“Sebuah daerah yang dipimpin oleh seorang yang tidak memiliki ideologi mengalami sebuah diskonsistensi arah pembangunan. Sehingga daerah tersebut dijalankan tanpa adanya roadmap yang jelas,” kataya.
Selanjutnya, seorang politisi kutu loncat tidak menghargainya sebuah proses, termasuk di dalamnya proses kaderisasi, atau jika ditransformasikan dalam bahasa pembangunan maka terminologi yang paling tepat adalah tidak menghargai proses pembangunan dari bawah.
Lebih lanjut, seorang politisi kutu loncat bila sudah dibesarkan oleh sebuah partai, diberikan berbagai fasilitas dan bahkan jabatan strategis, namun ia memilih meninggalkan partainya atau berkhianat dari partainya untuk mencapai sebuah tangga keberhasilan yang lebih tinggi.
“Sederhana saja bila partai politik yang membenarkannya saja dengan mudah ia khianati, apalagi rakyat? bisa jadi ia akan lebih dengan mudah mengkhianati amanah rakyat,” tandasnya.

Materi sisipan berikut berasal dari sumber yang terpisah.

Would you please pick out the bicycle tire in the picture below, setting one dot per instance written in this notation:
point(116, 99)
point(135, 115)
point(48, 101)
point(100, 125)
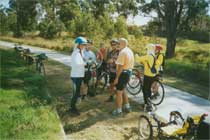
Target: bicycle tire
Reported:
point(103, 75)
point(132, 90)
point(155, 96)
point(176, 117)
point(141, 123)
point(135, 73)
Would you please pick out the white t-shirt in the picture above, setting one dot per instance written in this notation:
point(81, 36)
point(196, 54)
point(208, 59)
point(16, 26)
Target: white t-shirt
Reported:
point(126, 59)
point(77, 64)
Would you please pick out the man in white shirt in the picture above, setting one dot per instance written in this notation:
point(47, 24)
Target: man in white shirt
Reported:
point(89, 57)
point(125, 63)
point(77, 71)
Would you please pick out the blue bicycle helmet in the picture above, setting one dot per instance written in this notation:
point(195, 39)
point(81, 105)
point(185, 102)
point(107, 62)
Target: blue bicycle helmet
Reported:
point(80, 40)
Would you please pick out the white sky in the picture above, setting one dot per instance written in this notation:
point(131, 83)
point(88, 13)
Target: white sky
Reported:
point(137, 20)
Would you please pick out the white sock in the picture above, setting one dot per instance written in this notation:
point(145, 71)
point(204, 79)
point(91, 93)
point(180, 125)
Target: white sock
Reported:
point(119, 110)
point(127, 105)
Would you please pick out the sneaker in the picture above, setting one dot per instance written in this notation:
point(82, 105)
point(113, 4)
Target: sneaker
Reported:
point(148, 108)
point(79, 100)
point(75, 112)
point(116, 113)
point(127, 110)
point(110, 99)
point(154, 96)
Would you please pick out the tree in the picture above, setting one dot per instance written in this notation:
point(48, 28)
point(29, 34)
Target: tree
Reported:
point(121, 27)
point(25, 15)
point(3, 21)
point(175, 16)
point(126, 7)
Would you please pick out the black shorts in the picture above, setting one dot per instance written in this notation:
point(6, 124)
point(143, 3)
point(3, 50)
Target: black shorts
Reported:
point(112, 77)
point(123, 80)
point(87, 77)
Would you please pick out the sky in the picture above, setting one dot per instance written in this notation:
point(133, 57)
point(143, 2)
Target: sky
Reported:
point(137, 20)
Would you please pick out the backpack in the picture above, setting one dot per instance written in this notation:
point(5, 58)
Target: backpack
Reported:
point(163, 63)
point(152, 69)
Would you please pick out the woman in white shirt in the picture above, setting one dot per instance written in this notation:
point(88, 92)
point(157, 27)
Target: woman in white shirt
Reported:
point(77, 71)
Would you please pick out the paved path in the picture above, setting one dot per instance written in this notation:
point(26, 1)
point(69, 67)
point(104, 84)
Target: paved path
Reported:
point(175, 99)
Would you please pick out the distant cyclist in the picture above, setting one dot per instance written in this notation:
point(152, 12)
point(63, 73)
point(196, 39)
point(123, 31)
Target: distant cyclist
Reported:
point(102, 57)
point(89, 57)
point(159, 65)
point(149, 73)
point(77, 71)
point(111, 65)
point(159, 58)
point(125, 63)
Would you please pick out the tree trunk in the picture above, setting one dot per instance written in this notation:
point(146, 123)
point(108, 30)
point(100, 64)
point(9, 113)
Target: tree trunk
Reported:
point(171, 27)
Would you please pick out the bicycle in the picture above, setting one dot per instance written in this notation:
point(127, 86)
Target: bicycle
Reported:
point(135, 85)
point(176, 128)
point(39, 63)
point(24, 53)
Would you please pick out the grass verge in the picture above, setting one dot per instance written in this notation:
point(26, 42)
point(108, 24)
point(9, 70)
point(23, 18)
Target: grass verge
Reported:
point(25, 107)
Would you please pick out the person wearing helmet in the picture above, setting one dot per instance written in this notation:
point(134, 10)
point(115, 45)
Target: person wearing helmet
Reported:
point(89, 57)
point(111, 59)
point(159, 58)
point(125, 63)
point(149, 74)
point(101, 57)
point(77, 71)
point(159, 67)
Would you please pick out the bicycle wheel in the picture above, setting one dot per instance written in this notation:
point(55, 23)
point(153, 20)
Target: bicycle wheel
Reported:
point(145, 128)
point(102, 81)
point(158, 93)
point(176, 118)
point(42, 69)
point(134, 91)
point(135, 80)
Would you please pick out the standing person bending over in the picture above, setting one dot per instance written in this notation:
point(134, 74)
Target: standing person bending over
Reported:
point(102, 57)
point(89, 57)
point(112, 58)
point(148, 61)
point(88, 53)
point(77, 71)
point(125, 63)
point(159, 64)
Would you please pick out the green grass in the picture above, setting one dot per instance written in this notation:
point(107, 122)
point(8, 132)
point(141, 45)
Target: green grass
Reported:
point(190, 64)
point(26, 111)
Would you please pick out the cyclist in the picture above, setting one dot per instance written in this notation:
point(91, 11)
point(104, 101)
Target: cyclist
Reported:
point(159, 58)
point(102, 57)
point(77, 71)
point(159, 67)
point(89, 57)
point(125, 63)
point(111, 59)
point(149, 73)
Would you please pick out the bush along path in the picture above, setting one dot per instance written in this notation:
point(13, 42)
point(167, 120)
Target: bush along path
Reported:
point(25, 105)
point(175, 99)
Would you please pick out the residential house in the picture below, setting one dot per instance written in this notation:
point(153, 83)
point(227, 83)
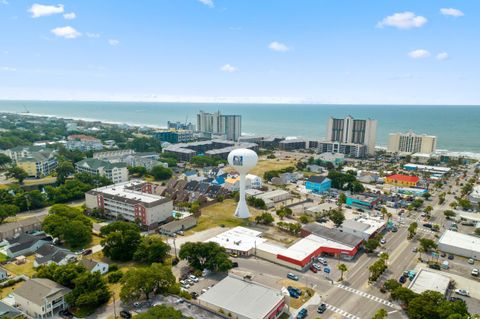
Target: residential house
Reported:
point(48, 254)
point(318, 184)
point(93, 265)
point(41, 298)
point(116, 172)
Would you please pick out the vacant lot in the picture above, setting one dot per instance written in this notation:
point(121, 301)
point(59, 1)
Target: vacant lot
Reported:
point(221, 214)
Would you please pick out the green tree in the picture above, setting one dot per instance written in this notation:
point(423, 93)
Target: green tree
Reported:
point(69, 225)
point(121, 240)
point(380, 314)
point(161, 312)
point(143, 282)
point(208, 255)
point(337, 217)
point(16, 172)
point(8, 210)
point(343, 268)
point(161, 173)
point(64, 170)
point(151, 249)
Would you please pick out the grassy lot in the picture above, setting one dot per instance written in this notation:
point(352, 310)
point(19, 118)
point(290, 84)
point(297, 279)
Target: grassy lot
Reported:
point(23, 269)
point(307, 293)
point(270, 164)
point(8, 290)
point(221, 214)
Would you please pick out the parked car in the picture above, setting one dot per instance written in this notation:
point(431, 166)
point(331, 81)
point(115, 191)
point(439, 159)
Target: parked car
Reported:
point(292, 276)
point(303, 313)
point(462, 292)
point(125, 314)
point(322, 308)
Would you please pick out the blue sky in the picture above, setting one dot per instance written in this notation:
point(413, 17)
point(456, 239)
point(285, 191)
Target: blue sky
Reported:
point(316, 51)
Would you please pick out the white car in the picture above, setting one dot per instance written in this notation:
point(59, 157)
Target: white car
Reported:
point(462, 292)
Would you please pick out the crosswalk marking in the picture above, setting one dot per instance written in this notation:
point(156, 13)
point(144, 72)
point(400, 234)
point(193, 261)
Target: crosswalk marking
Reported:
point(367, 295)
point(341, 312)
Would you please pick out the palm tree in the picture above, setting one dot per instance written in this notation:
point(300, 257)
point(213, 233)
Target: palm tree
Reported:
point(343, 268)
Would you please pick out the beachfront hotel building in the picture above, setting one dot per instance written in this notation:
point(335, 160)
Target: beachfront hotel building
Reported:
point(219, 125)
point(132, 201)
point(411, 143)
point(350, 136)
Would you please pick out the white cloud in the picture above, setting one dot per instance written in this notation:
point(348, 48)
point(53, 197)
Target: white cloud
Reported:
point(66, 32)
point(419, 54)
point(113, 42)
point(208, 3)
point(8, 69)
point(92, 35)
point(278, 46)
point(228, 68)
point(40, 10)
point(69, 16)
point(442, 56)
point(451, 12)
point(403, 20)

Oleh karena itu, Rohimat mengimbau kepada generasi muda agar mewaspadai dengan hadirnya politisi kutu loncat yang ikut berkontestasi pada Pilkada Kota Bekasi mendatang. “Sebab orientasinya (politisi kutu koncat) itu hanya mencari keuntungan dan syahwat politik semata. jangan harap akan memperjuangkan kepentingan masyarakat,” pungkasnya.